Vissi d’amore
- Autore: Paola Capriolo
- Genere: Romanzi erotici
- Categoria: Narrativa Italiana
- Casa editrice: Bompiani
La Tosca di Puccini si presta a movente di “Vissi d’amore” di Paola Capriolo (Bompiani, 1994). Romanzo di rivoli e derive sentimentali. Percorso da ossessioni. Intrecci antinomici (eros/thanatos, sacro/profano, salvezza/perdizione). Dell’opera pucciniana vengono confermati contesto e personaggi, pur se col corredo di valenze aggiunte.
Come “La strega e il capitano” di Sciascia (ambientato in un austero tribunale dell’Inquisizione) anche “Vissi d’amore” trae sostanza dalla partitura ambigua dei ruoli di giudice e imputato. La storia della progressiva discesa negli inferi del barone Scarpia, coinvolto con Tosca in un percorso a due di perdizione e/o forse di disvelamento ontologico. Attraverso il racconto di Scarpia ci sono rivelate in progress le tappe del suo decadere interiore: da una condizione beata-eletta, supra partes – a un’altra atterrata, traligna. Un degenerare di stato che trova in Adamo ed Eva gli illustri antesignani. Sin dall’incipit del romanzo, Scarpia ci si rivela come l’integerrima longa manu di un ordine supremo. Il sacerdote inquirente di una volere divino - prima ancora che giudiziario - cui è convinto assertore. Scarpia vive il suo ruolo come una specie di investitura celeste, ergendosi ad amministratore di una Giustizia cui è emissario e sacerdote al contempo. Teoreta - persino - di un’estetica della tortura, della quale vaneggia la necessità redentrice.

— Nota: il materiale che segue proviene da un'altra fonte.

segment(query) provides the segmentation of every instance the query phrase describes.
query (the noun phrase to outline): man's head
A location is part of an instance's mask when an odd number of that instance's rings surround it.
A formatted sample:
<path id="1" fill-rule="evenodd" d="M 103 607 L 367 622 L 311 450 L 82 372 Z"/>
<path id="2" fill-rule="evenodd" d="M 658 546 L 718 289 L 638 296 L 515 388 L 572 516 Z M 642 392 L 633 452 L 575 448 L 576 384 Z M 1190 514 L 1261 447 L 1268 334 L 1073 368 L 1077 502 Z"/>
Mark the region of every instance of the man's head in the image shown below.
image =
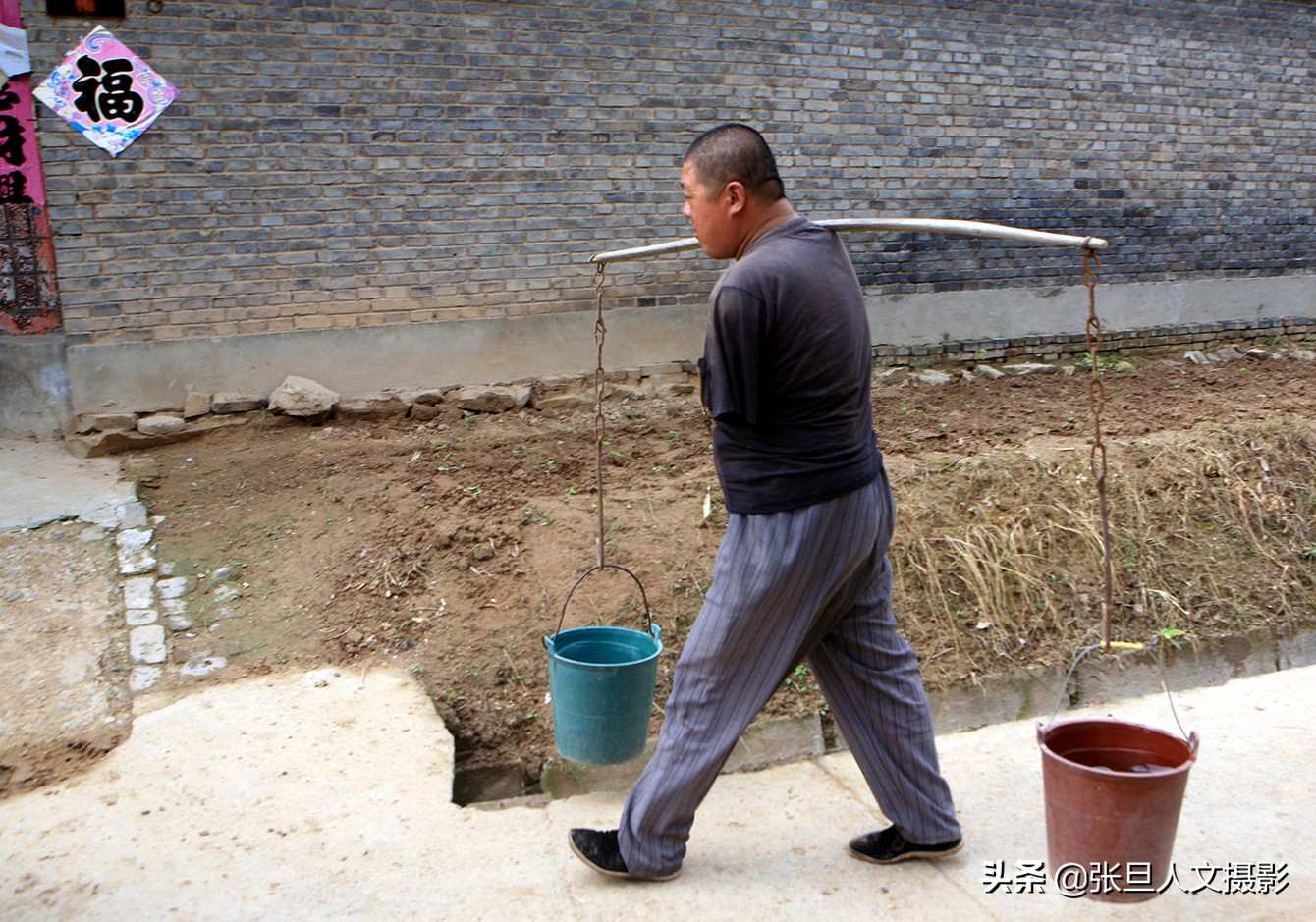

“Il mio ufficio, la cui vitale importanza per il benessere collettivo è cosa tanto evidente da non richiedere spiegazioni, è continuamente ostacolato dalla spropositata quantità di suppliche che giorno dopo giorno mi si accumulano sulla scrivania. Molte volte ho pensato di affidare a un segretario questa gravosa corrispondenza, ma non mi sono mai potuto risolvere a un simile passo: un segretario non saprebbe recare conforto a quelle anime afflitte come so fare io, dimostrando loro a fil di logica che tale afflizione è soltanto il frutto di uno sguardo miope, offuscato da un’indebita sopravvalutazione del proprio caso personale, incapace di scorgerne l’irrilevanza rispetto alla superiore economia del tutto. Non è forse arroganza, sia pure naturale e in un certo senso scusabile, pretendere che l’ordine universale delle cose subisca un’eccezione per amor loro o dei loro cari, che sia addirittura sospeso qualora ne minacci gli affetti, la libertà, la vita? Non commette forse peccato d’orgoglio chi dinnanzi a quest’ordine universale, invece di inchinarsi in silenzio, di immolarsi, se occorre, di buon grado, ardisca ancora levare la voce e proferire la parola ‘io’? Come se questo io non fosse, in generale e in ciascun esempio specifico, l’entità più trascurabile del mondo”. (p. 19)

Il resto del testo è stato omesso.